DCユニバース:レガシーズ Vol.1
クライシス後に整理された年表に従って、一市民の視点から描かれたDCコミックスの歴史です。個人的にはゴールデンエイジのキャラクターの活躍を総じて観る事が出来る点で結構嬉しいのですが、この図式は「マーヴルズ(マーベルズ)」と被っており、改めてカート・ビュシークとアレックス・ロスの凄さを思い知るばかりで新鮮味の無いものなのですが、執筆しているライターやペンシラーやインカーが、正にDCの歴史を語る記念誌と呼ぶにふさわしいものとなっています。まさか今になってサージャント・ロックの死に様を御歳80を越えるジョー・キューバートの絵で見る事が出来るとは…。それだけでも一見の価値はあるのですが、本編でも、息子アンディ・キューバートのペンシルにジョー・キューバートが筆を入れる父子のコラボレーションをたっぷりと見る事が出来ます。アンディ・キューバートのデビュー当時はペンシルとインクが逆の立場でしたから感慨深いものがありますし、ジョー・キューバートの年齢を考えると、背景にまで及ぶその伸びやかな線に感動すら覚えてしまいます。
ただ、残念でならないのはスーパーマンが1938年から、バットマンが1939年から、ワンダーウーマンが1941からDCコミックスを牽引して活躍していた事実が本当に全て「無し」ということになっている点でした。また、ジェイソン・トッドが二代目ロビンを襲名してすぐにクライシスが起きてしまった事になっています。クライシスまでに登場すべきキャラクターとしては他にもスワンプシングなど沢山挙げられるのですが割愛されています。他にもあれれ?と感じる点は多々ありますが、そうした時間軸の矛盾は、いかにDCコミックスの歴史が長かったのかを証明するものだとも言えます(元々ライターが責任を持って過去の歴史を調査してから物語を書けば良かったのでしょうが、そこがアメコミの出版事情の欠点でありながらも、常に刺激的なストーリーを展開できた点でもありますから今更仕方ないですねぇ…)。しかし、無かった事にされてしまったDCコミックスの歴史にも、良い味わいの秀作ストーリーが沢山あるのですがねぇ…。
物語に感動する類の作品ではありませんが、クライシス後に(一応)歴史の整理された記念誌として、大いに意味のある本だと思います。続巻のvol.2の出版や「クライシス・オン・インフィニット・アース」の出版が企画倒れにならない様、祈るのみです。

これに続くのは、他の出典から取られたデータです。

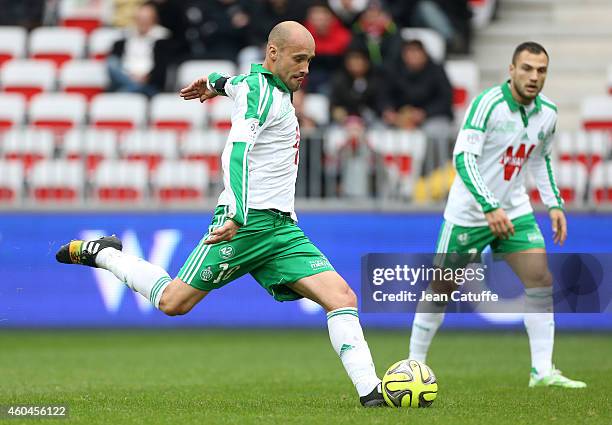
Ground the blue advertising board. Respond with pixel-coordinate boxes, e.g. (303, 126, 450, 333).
(1, 212, 611, 329)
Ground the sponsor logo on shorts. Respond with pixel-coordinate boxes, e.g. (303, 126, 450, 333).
(219, 245, 235, 260)
(200, 266, 214, 282)
(309, 258, 331, 270)
(527, 232, 544, 243)
(457, 232, 470, 245)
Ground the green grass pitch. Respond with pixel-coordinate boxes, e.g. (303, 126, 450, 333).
(1, 329, 610, 425)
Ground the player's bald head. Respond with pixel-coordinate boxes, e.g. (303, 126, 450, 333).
(268, 21, 314, 51)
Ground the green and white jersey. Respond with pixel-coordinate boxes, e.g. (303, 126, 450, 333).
(445, 81, 563, 227)
(208, 64, 300, 225)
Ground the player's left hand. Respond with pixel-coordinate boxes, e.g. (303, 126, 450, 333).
(179, 76, 217, 103)
(204, 219, 240, 244)
(549, 208, 567, 246)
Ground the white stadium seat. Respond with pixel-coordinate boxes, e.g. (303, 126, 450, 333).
(469, 0, 497, 29)
(557, 130, 611, 172)
(121, 129, 178, 170)
(90, 93, 148, 131)
(153, 160, 209, 202)
(208, 96, 234, 130)
(29, 27, 86, 68)
(400, 27, 446, 63)
(527, 161, 587, 206)
(3, 128, 55, 172)
(0, 160, 24, 204)
(29, 93, 87, 134)
(59, 0, 112, 34)
(0, 93, 26, 131)
(88, 27, 123, 60)
(59, 59, 109, 101)
(150, 93, 206, 132)
(29, 159, 84, 203)
(445, 60, 480, 114)
(589, 161, 612, 204)
(580, 96, 612, 131)
(182, 129, 226, 177)
(176, 60, 236, 90)
(0, 26, 27, 68)
(63, 128, 118, 172)
(0, 59, 56, 100)
(93, 160, 149, 202)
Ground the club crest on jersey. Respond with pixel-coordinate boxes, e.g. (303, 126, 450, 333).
(201, 266, 214, 282)
(219, 245, 235, 259)
(538, 128, 546, 141)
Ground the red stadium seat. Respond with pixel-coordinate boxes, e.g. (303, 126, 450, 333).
(0, 26, 26, 68)
(209, 96, 235, 130)
(121, 130, 178, 170)
(93, 160, 149, 203)
(528, 162, 587, 206)
(469, 0, 497, 29)
(0, 59, 56, 101)
(590, 161, 612, 203)
(557, 131, 611, 172)
(0, 93, 26, 132)
(29, 159, 84, 202)
(581, 96, 612, 131)
(3, 128, 55, 172)
(0, 160, 24, 204)
(182, 130, 225, 177)
(150, 93, 206, 134)
(90, 93, 148, 132)
(29, 93, 87, 135)
(153, 160, 209, 202)
(445, 60, 479, 109)
(63, 128, 118, 173)
(60, 60, 108, 101)
(29, 27, 86, 68)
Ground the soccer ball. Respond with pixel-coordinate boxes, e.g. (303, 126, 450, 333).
(382, 359, 438, 408)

おまけですが、巻末に掲載されている表紙コレクション「THE ORIGINS OF LEGACIES」の最終ページ、「SHOWCASE」#15と#17の日本語説明文が明らかに入れ違っています。ご注意を。本誌の物語登場順に表紙を揃えたら、これだけ年代がごちゃごちゃになってしまっているのでは、こんなミスも起きるでしょうねぇ…。